Monday, October 10, 2005

Death on the Fourth of July

Had the day off today, it being Indigenous People's Day. (Eat your heart out, Columbus.)

Lovely day so I sat outside awhile, ate some leftover pizza I'd toasted and read a few pages from books in my current stack. The one I've spent much of the day reading is David Neiwert's Death on the Fourth of July. Neiwert covered the trial of a young Vietnamese-American man who was being prosecuted for stabbing to death a burly white man 6 inches taller than him. Even the white man's most ardent supporters emphasized the man was spoiling for a fight that night. He had draped a Confederate flag over his shoulders (even though this was in the state of Washington) and swaggered around the convenience store parking lot with his bored buddies shouting racial epithets. The prosecutor brought the law down on one of the victims of a hate crime because he defended himself excessively -- that is, he actually killed the white racist who sought to terrorize him and his companions.

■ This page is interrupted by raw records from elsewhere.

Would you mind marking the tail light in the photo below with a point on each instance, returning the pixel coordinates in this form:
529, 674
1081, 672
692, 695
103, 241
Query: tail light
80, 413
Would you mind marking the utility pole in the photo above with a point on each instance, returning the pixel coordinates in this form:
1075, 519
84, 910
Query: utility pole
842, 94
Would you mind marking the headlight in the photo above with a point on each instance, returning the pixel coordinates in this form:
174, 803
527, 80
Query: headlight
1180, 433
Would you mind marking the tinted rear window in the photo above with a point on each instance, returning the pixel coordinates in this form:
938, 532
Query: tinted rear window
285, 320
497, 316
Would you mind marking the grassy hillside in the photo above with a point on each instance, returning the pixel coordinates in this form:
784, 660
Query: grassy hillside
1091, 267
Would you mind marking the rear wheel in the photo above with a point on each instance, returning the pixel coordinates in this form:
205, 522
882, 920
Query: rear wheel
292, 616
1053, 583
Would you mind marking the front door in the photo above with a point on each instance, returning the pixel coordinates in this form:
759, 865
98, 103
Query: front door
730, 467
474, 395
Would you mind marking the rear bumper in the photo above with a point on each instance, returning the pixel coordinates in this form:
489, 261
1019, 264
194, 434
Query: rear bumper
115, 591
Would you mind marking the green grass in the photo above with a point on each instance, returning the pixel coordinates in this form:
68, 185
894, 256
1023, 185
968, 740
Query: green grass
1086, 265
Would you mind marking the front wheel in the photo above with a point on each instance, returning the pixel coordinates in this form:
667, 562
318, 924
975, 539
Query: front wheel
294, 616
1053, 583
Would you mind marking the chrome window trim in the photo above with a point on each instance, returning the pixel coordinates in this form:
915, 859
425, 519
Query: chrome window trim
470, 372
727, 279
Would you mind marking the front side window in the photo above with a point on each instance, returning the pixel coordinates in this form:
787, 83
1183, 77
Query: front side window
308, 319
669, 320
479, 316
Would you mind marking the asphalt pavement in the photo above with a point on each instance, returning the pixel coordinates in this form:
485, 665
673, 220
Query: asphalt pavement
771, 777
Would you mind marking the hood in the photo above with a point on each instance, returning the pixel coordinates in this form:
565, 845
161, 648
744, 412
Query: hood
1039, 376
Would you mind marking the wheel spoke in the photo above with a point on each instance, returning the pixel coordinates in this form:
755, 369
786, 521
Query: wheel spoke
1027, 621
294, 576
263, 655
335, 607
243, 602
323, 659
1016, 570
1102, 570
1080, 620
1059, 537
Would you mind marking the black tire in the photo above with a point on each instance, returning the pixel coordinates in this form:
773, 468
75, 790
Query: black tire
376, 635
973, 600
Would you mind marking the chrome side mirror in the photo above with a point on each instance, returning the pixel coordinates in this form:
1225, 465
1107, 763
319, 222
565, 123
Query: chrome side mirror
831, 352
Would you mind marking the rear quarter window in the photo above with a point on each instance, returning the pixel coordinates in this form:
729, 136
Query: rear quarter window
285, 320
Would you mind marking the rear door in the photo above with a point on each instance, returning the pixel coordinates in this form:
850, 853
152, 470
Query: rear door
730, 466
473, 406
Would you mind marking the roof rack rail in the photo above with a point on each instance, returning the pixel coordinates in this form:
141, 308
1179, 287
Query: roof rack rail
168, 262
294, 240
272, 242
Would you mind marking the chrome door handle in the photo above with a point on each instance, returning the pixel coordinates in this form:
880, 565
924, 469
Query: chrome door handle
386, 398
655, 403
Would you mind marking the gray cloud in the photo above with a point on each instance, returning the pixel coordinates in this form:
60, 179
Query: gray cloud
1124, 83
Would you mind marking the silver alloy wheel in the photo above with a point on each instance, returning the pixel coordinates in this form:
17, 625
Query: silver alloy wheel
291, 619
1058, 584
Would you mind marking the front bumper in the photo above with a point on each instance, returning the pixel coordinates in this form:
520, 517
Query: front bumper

Author Neiwert keeps a blog that I read now & then. This is the first of his books I've read. I find it compelling. In Death on the Fourth of July Neiwert puts the crime in the context of America's history of hate crime, from lynchings in the late 19th Century through the mid-20th to the ongoing anti-gay campaigns of the religious-ideological heirs of the slaveholders. Demonize the Other so you have someone to blame for your own failures.

1 comment:

Rummy said...

That was in my old neck of the woods. I lived in Ocean Shores for about 4 years until I was almost 12. While there weren't any blatant racial happenings while I lived there (or at least nothing that registered with me as a kid) I remember lots of snide comments, especially against the Indians up in Quinault and Tahola and the "Japanese", which was used indiscriminately (uh...I swear I didn't do that on purpose) to include all Asians.